Die Diskussion bezieht sich auf Artikel 11 der im Jahr 2023 verabschiedeten Batterieverordnung, der Anforderungen an die Entnehmbarkeit und Austauschbarkeit tragbarer Batterien festlegt. Zu den derzeit geprüften Optionen zählt eine Abkehr von der Austauschbarkeit auf Zellenebene hin zu einer Austauschbarkeit auf Modulebene bei bestimmten Anwendungen. Dadurch könnte der Batteriewechsel auf einer höheren Baugruppenebene erfolgen.
Die Kommission beabsichtigt, im zweiten Quartal 2026 einen delegierten Rechtsakt zu verabschieden, der Artikel 11 ergänzt und die vorgesehenen Änderungen umsetzt. Parallel dazu wird das Dossier im Rahmen des umfassenderen Omnibus‑Vereinfachungspakets beraten, mit dem Ziel, das Gesetzgebungsverfahren bis Ende 2026 abzuschließen. Die Beratungen im Rat gestalten sich jedoch zeitaufwendig, da der Omnibus als Gesamtpaket verhandelt wird.

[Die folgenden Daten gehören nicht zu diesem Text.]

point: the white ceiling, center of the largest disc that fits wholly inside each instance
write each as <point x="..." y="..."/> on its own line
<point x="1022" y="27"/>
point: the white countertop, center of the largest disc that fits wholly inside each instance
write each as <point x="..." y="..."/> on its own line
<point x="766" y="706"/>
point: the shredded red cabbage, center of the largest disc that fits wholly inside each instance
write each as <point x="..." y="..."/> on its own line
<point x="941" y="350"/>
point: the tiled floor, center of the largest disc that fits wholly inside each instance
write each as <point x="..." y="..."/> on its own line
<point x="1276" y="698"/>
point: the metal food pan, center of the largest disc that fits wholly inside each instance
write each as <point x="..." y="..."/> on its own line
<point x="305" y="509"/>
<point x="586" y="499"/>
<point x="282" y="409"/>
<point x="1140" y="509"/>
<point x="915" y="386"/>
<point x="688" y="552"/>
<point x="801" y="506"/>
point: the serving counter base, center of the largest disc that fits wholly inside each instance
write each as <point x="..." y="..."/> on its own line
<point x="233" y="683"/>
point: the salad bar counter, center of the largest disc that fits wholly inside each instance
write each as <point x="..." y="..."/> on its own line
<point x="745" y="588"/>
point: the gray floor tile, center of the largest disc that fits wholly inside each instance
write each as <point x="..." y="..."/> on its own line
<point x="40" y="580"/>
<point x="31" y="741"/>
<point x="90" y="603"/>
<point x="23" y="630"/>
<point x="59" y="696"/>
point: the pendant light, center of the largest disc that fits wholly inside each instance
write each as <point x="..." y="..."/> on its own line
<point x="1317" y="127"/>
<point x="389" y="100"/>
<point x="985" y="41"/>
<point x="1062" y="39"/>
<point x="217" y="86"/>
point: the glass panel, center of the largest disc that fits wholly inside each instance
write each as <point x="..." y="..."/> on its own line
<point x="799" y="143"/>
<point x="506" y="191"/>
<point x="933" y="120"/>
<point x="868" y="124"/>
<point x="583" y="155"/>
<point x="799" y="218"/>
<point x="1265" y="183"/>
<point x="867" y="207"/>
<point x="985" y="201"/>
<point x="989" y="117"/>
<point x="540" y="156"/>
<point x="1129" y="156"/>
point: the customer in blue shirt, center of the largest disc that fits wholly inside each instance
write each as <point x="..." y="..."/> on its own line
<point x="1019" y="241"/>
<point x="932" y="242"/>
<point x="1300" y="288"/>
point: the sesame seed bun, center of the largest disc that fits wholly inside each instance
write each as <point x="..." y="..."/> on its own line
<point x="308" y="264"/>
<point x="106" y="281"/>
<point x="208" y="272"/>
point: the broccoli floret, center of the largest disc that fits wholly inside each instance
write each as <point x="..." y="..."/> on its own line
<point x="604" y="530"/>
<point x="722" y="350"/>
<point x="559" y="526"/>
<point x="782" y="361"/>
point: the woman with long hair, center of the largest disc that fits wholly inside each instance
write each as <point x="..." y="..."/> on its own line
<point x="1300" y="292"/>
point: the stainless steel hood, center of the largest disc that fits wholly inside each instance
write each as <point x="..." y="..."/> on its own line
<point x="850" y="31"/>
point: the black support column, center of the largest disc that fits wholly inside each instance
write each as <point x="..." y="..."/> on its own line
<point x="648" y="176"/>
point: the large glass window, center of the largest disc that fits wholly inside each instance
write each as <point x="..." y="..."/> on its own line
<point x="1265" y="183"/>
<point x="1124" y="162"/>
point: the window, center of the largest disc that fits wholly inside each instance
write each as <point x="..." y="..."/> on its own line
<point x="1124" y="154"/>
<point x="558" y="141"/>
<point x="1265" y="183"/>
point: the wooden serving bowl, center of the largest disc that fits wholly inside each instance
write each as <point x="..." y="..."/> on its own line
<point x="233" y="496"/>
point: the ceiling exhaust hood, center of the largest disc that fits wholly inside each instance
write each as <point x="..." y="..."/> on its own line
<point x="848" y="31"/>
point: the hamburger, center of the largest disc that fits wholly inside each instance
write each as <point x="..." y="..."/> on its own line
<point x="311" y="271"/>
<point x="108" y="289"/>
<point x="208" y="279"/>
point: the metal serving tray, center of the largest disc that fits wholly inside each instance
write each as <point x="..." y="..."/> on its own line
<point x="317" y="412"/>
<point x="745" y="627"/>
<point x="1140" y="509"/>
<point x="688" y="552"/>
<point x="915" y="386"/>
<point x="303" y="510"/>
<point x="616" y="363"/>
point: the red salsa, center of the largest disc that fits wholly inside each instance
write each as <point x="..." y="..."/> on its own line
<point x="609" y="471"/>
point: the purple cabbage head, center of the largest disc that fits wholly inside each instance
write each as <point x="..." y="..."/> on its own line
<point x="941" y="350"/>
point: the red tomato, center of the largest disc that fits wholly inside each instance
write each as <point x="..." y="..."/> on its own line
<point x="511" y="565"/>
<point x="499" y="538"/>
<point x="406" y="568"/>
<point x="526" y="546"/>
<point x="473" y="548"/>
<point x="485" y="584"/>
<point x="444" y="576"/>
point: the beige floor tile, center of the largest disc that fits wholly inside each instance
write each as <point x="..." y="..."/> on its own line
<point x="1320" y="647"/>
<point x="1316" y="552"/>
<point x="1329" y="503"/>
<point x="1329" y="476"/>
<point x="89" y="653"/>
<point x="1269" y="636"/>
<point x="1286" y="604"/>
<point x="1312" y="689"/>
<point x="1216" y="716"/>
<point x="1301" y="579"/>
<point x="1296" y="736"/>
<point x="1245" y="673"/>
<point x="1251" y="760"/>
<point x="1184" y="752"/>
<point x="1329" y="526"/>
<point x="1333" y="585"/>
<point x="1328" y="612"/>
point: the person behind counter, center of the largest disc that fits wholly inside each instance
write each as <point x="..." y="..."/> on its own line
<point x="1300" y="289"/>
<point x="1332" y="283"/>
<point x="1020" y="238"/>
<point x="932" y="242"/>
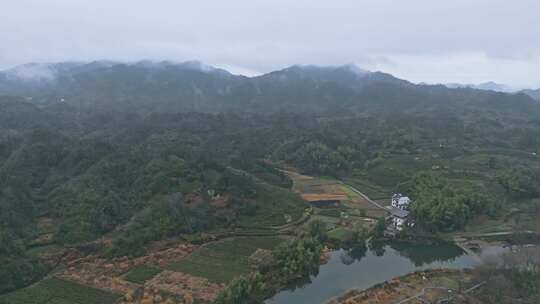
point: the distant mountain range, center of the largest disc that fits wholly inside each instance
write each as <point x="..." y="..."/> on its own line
<point x="489" y="86"/>
<point x="533" y="93"/>
<point x="149" y="86"/>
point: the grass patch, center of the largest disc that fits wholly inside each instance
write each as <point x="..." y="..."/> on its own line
<point x="57" y="291"/>
<point x="222" y="261"/>
<point x="339" y="234"/>
<point x="272" y="204"/>
<point x="141" y="274"/>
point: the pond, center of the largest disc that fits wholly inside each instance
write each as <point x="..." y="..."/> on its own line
<point x="362" y="269"/>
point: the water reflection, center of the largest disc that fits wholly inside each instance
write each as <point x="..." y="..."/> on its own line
<point x="421" y="255"/>
<point x="362" y="267"/>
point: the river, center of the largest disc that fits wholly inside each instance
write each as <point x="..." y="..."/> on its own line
<point x="362" y="269"/>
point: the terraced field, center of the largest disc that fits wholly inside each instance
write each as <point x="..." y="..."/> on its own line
<point x="57" y="291"/>
<point x="222" y="261"/>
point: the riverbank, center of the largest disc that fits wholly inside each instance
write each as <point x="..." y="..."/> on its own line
<point x="429" y="285"/>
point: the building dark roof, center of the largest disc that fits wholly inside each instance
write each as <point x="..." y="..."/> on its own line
<point x="396" y="212"/>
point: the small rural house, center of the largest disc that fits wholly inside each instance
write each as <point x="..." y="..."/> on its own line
<point x="400" y="211"/>
<point x="400" y="201"/>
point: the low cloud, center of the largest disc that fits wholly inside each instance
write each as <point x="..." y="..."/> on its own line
<point x="432" y="41"/>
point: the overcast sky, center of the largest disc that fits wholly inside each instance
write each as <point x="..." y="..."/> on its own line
<point x="435" y="41"/>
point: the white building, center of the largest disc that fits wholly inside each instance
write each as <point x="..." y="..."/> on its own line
<point x="400" y="201"/>
<point x="399" y="211"/>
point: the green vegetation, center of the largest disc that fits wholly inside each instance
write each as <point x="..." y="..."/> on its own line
<point x="441" y="206"/>
<point x="57" y="291"/>
<point x="221" y="262"/>
<point x="521" y="183"/>
<point x="291" y="262"/>
<point x="169" y="152"/>
<point x="517" y="279"/>
<point x="141" y="274"/>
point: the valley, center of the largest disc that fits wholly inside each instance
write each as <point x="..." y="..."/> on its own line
<point x="128" y="183"/>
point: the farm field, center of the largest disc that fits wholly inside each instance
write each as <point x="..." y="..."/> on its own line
<point x="222" y="261"/>
<point x="57" y="291"/>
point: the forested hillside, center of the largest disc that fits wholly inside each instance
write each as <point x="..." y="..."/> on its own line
<point x="142" y="152"/>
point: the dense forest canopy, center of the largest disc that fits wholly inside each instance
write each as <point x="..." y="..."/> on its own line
<point x="146" y="151"/>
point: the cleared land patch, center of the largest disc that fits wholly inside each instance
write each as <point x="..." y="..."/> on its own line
<point x="222" y="261"/>
<point x="141" y="274"/>
<point x="58" y="291"/>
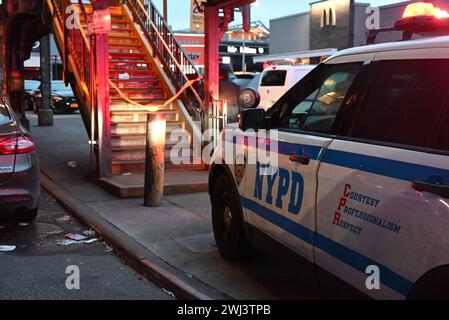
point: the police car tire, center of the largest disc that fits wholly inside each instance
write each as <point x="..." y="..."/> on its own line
<point x="232" y="243"/>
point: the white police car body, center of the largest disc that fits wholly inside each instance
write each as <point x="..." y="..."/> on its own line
<point x="363" y="171"/>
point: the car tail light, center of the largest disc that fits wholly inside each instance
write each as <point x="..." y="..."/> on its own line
<point x="424" y="9"/>
<point x="16" y="145"/>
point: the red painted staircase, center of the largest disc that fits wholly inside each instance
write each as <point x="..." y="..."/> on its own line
<point x="143" y="70"/>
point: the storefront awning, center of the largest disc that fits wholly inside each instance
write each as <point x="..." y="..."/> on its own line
<point x="296" y="55"/>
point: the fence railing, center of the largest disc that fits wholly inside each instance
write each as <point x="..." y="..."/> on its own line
<point x="175" y="61"/>
<point x="75" y="44"/>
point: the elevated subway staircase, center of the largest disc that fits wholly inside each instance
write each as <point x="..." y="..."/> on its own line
<point x="143" y="75"/>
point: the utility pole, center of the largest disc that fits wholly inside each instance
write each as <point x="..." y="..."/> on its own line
<point x="165" y="11"/>
<point x="244" y="53"/>
<point x="45" y="114"/>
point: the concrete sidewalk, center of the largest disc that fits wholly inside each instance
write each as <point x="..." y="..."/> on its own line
<point x="178" y="236"/>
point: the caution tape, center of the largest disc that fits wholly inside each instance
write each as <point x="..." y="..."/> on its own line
<point x="152" y="108"/>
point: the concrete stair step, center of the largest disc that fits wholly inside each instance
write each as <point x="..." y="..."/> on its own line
<point x="120" y="167"/>
<point x="140" y="116"/>
<point x="118" y="105"/>
<point x="127" y="55"/>
<point x="138" y="87"/>
<point x="120" y="145"/>
<point x="140" y="140"/>
<point x="131" y="75"/>
<point x="125" y="49"/>
<point x="139" y="155"/>
<point x="129" y="64"/>
<point x="143" y="102"/>
<point x="190" y="180"/>
<point x="140" y="127"/>
<point x="127" y="46"/>
<point x="130" y="42"/>
<point x="141" y="95"/>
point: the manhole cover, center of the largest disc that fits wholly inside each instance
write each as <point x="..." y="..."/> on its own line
<point x="16" y="234"/>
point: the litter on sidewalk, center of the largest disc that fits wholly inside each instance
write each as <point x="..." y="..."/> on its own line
<point x="63" y="219"/>
<point x="75" y="236"/>
<point x="67" y="242"/>
<point x="6" y="248"/>
<point x="89" y="233"/>
<point x="72" y="164"/>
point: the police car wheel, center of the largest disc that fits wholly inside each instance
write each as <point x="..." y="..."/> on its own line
<point x="227" y="222"/>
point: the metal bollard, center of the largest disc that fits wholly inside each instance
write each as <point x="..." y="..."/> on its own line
<point x="154" y="160"/>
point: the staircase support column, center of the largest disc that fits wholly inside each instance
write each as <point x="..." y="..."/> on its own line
<point x="45" y="114"/>
<point x="101" y="56"/>
<point x="212" y="20"/>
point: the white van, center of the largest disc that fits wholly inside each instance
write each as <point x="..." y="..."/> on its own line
<point x="277" y="80"/>
<point x="360" y="186"/>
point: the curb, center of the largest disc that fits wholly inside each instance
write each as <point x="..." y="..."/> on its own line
<point x="126" y="247"/>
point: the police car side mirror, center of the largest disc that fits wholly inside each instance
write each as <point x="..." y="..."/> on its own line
<point x="252" y="119"/>
<point x="249" y="98"/>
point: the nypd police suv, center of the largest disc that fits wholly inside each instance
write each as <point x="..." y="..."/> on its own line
<point x="362" y="177"/>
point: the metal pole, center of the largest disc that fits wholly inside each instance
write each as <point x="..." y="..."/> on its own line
<point x="244" y="53"/>
<point x="45" y="114"/>
<point x="165" y="11"/>
<point x="154" y="160"/>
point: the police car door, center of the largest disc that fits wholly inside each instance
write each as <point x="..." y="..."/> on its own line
<point x="281" y="203"/>
<point x="375" y="230"/>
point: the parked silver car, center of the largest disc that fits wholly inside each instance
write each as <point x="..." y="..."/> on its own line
<point x="19" y="170"/>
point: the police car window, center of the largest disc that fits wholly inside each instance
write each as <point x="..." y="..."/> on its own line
<point x="274" y="78"/>
<point x="404" y="102"/>
<point x="316" y="110"/>
<point x="5" y="117"/>
<point x="441" y="138"/>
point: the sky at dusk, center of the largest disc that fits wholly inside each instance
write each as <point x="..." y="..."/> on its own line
<point x="263" y="10"/>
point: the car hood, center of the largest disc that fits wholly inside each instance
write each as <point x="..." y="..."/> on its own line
<point x="63" y="94"/>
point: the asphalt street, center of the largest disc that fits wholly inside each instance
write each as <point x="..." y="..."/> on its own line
<point x="37" y="268"/>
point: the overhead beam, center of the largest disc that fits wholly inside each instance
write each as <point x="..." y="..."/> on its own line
<point x="226" y="4"/>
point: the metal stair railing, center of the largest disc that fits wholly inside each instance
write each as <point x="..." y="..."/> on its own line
<point x="175" y="61"/>
<point x="75" y="44"/>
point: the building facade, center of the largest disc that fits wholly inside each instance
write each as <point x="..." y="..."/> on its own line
<point x="237" y="48"/>
<point x="331" y="25"/>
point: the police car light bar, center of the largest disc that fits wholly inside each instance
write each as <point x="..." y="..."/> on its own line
<point x="419" y="17"/>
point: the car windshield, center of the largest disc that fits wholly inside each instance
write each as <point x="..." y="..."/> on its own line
<point x="254" y="83"/>
<point x="274" y="78"/>
<point x="31" y="85"/>
<point x="243" y="83"/>
<point x="5" y="117"/>
<point x="60" y="86"/>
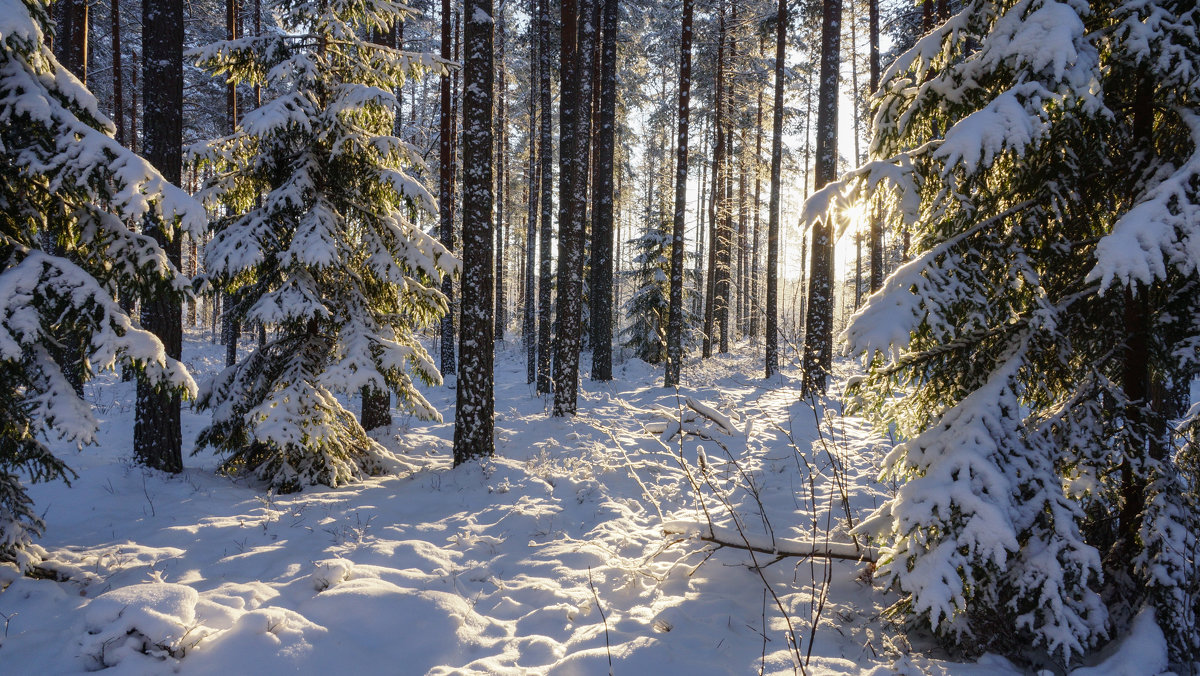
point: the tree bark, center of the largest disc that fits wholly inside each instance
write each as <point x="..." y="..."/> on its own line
<point x="232" y="324"/>
<point x="445" y="192"/>
<point x="475" y="402"/>
<point x="529" y="321"/>
<point x="545" y="282"/>
<point x="773" y="208"/>
<point x="501" y="178"/>
<point x="675" y="311"/>
<point x="876" y="234"/>
<point x="577" y="52"/>
<point x="118" y="93"/>
<point x="157" y="437"/>
<point x="717" y="202"/>
<point x="603" y="202"/>
<point x="755" y="301"/>
<point x="817" y="359"/>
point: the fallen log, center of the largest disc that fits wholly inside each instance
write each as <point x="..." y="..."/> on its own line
<point x="779" y="548"/>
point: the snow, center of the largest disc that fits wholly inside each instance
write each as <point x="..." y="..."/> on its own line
<point x="483" y="569"/>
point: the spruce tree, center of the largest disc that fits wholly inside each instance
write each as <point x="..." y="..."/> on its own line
<point x="1047" y="159"/>
<point x="317" y="240"/>
<point x="649" y="307"/>
<point x="69" y="202"/>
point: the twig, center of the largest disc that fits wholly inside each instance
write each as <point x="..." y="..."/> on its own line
<point x="607" y="645"/>
<point x="816" y="551"/>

Im Europäischen Parlament wartet das Dossier derzeit auf eine weitere Behandlung im federführenden Umweltausschuss (ENVI). Am 24. März wurde Susana Solís Pérez (EVP, Spanien) zur Berichterstatterin ernannt. Die Vorlage ihres Berichtsentwurfs wird in einer der kommenden ENVI‑Sitzungen erwartet und stellt den nächsten Schritt im parlamentarischen Verfahren dar.
Vereinfachung: Diskussionen über den EU‑Umwelt‑Omnibus dauern an
Die EU‑Staats‑ und Regierungschefs haben zu beschleunigten Fortschritten bei allen Omnibus‑Paketen, einschließlich des Umwelt‑Omnibus‑Pakets, aufgerufen. Der Europäische Rat hat die Ko‑Gesetzgeber im Rahmen seiner umfassenderen Agenda für Wettbewerbsfähigkeit und Vereinfachung dazu aufgefordert, bis zum Jahresende konkrete Ergebnisse vorzulegen. Gleichzeitig wurde die Europäische Kommission ersucht, veraltete regulatorische Vorschriften – einschließlich nachgelagerter Rechtsakte – zu streichen, die als überholt, redundant oder überschneidend mit bestehenden Unstimmigkeiten angesehen werden, sowie Planungs‑ und Genehmigungsverfahren weiter zu beschleunigen.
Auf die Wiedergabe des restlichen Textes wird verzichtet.